Definition
In machine learning, a parameter of a model is typically derived THROUGH training,
while a hyperparameter is a parameter that decides and controls training, by specifying the type, the complexity of models, or deciding the decision threshold (such as the one I mentioned about when generative the ROC curve), or regularization (such as Lasso, Ridge), etc. The hyperparameter is predetermined BEFORE training starts.
(参数通过训练中得到,超参数predetermine)
Example
One example is the polynomial. The maximum degree of a polynomial model is a hyperparameter. It decided the complexity of the model (1 being linear, 2 being quadratic, 3 being cubic, etc). You need to specify it before training and fix it during training. The coefficient and bias, however, is regular parameters that need to be derived through training.
The hyperparameter is typically evaluated AFTER a few rounds of training, on the validation dataset. A validation set is obtained by split the data 3:1:1 prior to training, purely by random. 3 for training, 1 for validation (to adjust models and hyperparameters), and 1 for test (to perform the final performance evaluation of the models).

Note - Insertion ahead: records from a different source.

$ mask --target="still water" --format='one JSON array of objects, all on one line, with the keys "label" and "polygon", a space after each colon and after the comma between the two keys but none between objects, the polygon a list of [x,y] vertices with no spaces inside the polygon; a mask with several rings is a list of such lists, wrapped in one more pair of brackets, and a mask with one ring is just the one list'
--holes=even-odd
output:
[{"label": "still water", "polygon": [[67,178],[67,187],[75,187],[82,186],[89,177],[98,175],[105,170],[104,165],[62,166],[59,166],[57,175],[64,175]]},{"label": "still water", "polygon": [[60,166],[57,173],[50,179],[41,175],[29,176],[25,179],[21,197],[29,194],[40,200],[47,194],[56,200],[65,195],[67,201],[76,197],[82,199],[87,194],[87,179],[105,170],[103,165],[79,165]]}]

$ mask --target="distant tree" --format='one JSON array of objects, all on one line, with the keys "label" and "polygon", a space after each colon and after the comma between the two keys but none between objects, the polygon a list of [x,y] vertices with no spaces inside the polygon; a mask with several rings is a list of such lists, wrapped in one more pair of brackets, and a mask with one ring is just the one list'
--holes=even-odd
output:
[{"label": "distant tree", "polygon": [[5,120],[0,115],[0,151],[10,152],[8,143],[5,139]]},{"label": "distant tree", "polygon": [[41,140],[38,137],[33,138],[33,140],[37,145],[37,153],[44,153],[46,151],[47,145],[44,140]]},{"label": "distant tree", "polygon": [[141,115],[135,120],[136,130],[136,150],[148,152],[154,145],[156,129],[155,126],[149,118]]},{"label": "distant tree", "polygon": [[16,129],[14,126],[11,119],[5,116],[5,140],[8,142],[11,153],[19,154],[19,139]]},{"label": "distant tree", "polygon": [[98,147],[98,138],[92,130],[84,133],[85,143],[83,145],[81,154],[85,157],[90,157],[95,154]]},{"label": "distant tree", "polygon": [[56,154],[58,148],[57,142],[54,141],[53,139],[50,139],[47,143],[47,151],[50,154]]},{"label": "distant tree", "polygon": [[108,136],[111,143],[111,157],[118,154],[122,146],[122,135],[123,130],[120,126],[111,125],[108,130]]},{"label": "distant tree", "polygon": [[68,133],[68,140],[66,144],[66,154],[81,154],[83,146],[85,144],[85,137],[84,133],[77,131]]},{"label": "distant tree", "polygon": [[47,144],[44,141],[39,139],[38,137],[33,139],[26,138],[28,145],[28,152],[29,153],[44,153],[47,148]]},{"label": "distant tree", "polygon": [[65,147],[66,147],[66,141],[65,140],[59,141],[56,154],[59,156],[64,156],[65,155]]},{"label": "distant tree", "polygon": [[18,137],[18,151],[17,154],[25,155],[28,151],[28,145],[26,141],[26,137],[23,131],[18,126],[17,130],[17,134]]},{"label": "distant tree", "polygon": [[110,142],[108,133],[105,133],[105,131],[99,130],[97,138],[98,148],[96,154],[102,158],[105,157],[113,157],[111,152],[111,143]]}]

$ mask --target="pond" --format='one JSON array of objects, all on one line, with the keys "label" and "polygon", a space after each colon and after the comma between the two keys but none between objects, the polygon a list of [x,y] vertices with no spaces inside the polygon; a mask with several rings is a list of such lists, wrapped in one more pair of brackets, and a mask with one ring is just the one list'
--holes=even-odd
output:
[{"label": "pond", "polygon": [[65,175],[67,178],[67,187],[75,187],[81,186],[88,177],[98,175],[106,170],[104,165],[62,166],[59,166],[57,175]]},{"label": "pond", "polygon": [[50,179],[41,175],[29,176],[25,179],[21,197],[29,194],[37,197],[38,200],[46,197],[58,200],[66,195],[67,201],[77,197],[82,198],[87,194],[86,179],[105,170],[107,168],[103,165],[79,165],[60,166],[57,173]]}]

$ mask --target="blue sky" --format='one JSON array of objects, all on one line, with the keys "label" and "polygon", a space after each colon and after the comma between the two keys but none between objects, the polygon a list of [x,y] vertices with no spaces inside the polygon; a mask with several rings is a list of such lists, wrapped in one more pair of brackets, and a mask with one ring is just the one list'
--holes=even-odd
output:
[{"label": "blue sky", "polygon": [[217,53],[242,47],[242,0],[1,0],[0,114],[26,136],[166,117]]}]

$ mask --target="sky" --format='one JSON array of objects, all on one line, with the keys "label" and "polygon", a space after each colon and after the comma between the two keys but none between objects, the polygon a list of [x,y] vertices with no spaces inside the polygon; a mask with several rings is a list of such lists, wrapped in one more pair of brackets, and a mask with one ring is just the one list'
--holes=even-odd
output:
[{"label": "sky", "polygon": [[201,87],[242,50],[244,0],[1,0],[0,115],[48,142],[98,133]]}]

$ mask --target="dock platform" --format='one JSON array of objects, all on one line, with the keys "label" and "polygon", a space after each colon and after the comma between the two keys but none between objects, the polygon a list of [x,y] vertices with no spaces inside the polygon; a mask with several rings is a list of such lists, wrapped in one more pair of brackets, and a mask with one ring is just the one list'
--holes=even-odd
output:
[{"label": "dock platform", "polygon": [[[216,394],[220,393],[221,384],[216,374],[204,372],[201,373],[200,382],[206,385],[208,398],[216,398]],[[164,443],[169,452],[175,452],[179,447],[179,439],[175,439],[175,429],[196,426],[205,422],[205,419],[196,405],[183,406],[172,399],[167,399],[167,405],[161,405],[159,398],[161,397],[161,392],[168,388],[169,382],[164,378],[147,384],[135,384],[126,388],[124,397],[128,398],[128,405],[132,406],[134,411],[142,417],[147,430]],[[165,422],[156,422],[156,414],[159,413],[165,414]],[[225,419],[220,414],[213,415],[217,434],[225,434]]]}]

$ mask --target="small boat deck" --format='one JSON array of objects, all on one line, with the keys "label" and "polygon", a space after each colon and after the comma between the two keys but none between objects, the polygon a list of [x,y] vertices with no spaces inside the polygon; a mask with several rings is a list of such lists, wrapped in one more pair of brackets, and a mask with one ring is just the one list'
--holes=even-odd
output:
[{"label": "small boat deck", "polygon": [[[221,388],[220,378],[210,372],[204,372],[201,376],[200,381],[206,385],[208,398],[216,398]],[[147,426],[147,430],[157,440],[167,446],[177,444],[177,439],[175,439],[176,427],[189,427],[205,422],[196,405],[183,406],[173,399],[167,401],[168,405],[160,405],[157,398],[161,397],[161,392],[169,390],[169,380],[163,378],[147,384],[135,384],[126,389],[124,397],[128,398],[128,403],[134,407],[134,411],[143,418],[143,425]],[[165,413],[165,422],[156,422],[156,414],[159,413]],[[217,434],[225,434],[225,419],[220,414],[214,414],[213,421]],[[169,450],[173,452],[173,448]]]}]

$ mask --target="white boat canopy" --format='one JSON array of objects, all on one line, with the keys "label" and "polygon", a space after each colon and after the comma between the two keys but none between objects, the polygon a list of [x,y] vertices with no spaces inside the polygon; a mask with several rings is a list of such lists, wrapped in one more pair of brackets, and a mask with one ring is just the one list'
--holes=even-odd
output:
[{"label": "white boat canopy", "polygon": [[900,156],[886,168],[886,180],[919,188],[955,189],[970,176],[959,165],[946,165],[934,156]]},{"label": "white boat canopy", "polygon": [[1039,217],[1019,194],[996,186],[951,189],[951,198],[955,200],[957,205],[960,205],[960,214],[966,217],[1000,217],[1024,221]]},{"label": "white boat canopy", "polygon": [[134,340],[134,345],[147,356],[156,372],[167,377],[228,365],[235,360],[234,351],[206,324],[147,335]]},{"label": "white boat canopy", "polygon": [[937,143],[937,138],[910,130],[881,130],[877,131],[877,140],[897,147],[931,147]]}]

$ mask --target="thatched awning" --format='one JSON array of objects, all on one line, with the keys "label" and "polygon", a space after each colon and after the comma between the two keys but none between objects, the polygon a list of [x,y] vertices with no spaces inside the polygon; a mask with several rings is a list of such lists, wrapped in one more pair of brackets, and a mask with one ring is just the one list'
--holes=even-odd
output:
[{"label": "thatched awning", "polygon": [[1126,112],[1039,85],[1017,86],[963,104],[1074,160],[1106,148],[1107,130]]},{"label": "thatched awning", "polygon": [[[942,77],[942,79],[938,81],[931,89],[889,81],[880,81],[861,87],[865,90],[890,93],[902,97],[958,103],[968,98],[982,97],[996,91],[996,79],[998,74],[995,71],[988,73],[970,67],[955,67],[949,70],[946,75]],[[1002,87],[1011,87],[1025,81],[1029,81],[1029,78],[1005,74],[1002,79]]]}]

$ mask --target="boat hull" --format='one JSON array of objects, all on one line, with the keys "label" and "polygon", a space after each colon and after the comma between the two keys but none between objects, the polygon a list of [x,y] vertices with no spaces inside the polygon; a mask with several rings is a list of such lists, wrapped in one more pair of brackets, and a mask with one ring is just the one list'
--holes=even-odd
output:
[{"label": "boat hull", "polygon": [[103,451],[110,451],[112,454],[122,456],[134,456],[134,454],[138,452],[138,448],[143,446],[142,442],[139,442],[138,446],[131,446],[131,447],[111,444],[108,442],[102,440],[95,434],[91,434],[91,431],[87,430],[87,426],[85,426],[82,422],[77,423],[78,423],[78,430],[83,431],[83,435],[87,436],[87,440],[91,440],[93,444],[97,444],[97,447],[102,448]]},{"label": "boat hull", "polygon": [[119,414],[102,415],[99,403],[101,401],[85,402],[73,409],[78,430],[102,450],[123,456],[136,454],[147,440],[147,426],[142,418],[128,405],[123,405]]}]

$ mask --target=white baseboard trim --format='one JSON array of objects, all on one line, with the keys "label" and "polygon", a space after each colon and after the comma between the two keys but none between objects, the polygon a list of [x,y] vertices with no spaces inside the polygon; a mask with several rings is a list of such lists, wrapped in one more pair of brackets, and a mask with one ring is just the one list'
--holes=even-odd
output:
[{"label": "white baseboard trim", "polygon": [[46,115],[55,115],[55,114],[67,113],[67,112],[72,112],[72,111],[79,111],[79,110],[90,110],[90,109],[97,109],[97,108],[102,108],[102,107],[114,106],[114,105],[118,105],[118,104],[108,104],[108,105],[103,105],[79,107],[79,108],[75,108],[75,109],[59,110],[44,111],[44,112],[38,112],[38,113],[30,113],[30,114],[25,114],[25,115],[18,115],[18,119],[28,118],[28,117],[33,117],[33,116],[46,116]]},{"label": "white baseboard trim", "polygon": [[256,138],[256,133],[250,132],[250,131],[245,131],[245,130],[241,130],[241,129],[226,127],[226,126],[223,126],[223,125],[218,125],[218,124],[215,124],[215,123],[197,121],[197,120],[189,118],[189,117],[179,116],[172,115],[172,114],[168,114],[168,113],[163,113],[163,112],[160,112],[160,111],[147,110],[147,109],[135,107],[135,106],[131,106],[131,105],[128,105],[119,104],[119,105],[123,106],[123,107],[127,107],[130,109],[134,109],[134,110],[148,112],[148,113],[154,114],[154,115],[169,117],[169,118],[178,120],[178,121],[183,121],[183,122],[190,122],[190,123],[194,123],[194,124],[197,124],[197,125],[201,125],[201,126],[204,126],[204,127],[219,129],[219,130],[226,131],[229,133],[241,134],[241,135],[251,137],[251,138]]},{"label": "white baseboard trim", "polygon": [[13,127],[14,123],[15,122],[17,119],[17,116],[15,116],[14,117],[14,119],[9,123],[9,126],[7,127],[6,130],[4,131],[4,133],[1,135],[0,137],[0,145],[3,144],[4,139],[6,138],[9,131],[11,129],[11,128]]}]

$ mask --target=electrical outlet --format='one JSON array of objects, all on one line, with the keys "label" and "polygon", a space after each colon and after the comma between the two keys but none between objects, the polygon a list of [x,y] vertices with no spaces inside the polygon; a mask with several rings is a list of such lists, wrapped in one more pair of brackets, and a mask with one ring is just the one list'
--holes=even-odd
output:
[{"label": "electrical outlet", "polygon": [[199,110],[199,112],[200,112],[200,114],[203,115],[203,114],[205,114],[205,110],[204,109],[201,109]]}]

Lastly, in the cross-entropy loss section, there is a \theta in the function h(xi). That \theta is a normal parameter. Since it will be updated by minimizing the value of the loss function. The loss function is typically NOT used as a performance measure (although you indeed can report the loss value using inputs and outputs from the test set as a part of the model evaluation). Instead, It is a part of the machine learning model that is crucial for training. The normal parameter (i.e. not hyperparameter) is an integral part of the loss function that will be updated to minimize the loss function.